This article is a part of our Vulnerability Database (back to index)
Path Traversal occurrences in Dotcms
An issue was discovered in the ContentResource API in dotCMS 3.0 through 22.02. Attackers can craft a multipart form request to post a file whose filename is not initially sanitized. This allows directory traversal, in which the file is saved outside of the intended storage location. If anonymous content creation is enabled, this allows an unauthenticated attacker to upload an executable file, such as a .jsp file, that can lead to remote code execution. (2022-07-17, CVE-2022-26352)
dotCMS before 5.2.4 is vulnerable to directory traversal, leading to incorrect access control.
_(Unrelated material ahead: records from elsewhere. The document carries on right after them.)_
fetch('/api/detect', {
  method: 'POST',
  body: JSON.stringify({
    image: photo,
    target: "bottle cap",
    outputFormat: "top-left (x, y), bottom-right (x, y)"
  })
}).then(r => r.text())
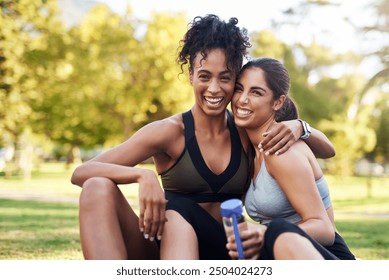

It allows an attacker to read or execute files under $TOMCAT_HOME/webapps/ROOT/assets (which should be a protected directory). Additionally, attackers can upload temporary files (e.g., .jsp files) into /webapps/ROOT/assets/tmp_upload, which can lead to remote command execution (with the permissions of the user running the dotCMS application). (2020-02-05, CVE-2020-6754)
dotCMS before 5.1.0 has a path traversal vulnerability exploitable by an administrator to create files. The vulnerability is caused by the insecure extraction of a ZIP archive. (2019-05-23, CVE-2019-12309)
Why Path Traversal can be dangerous
Relative Path Confusion means that your web server is configured to serve responses to ambiguous URLs. This configuration can possibly cause confusion about the correct relative path for the URL. It is also an issue of resources, such as images, styles etc., which are specified in the response using relative path, not the absolute URL.
If the web browser permits to parse "cross-content" response, the attacker may be able to fool the web browser into interpreting HTML into other content types, which can then lead to a cross site scripting attack (link do XSS).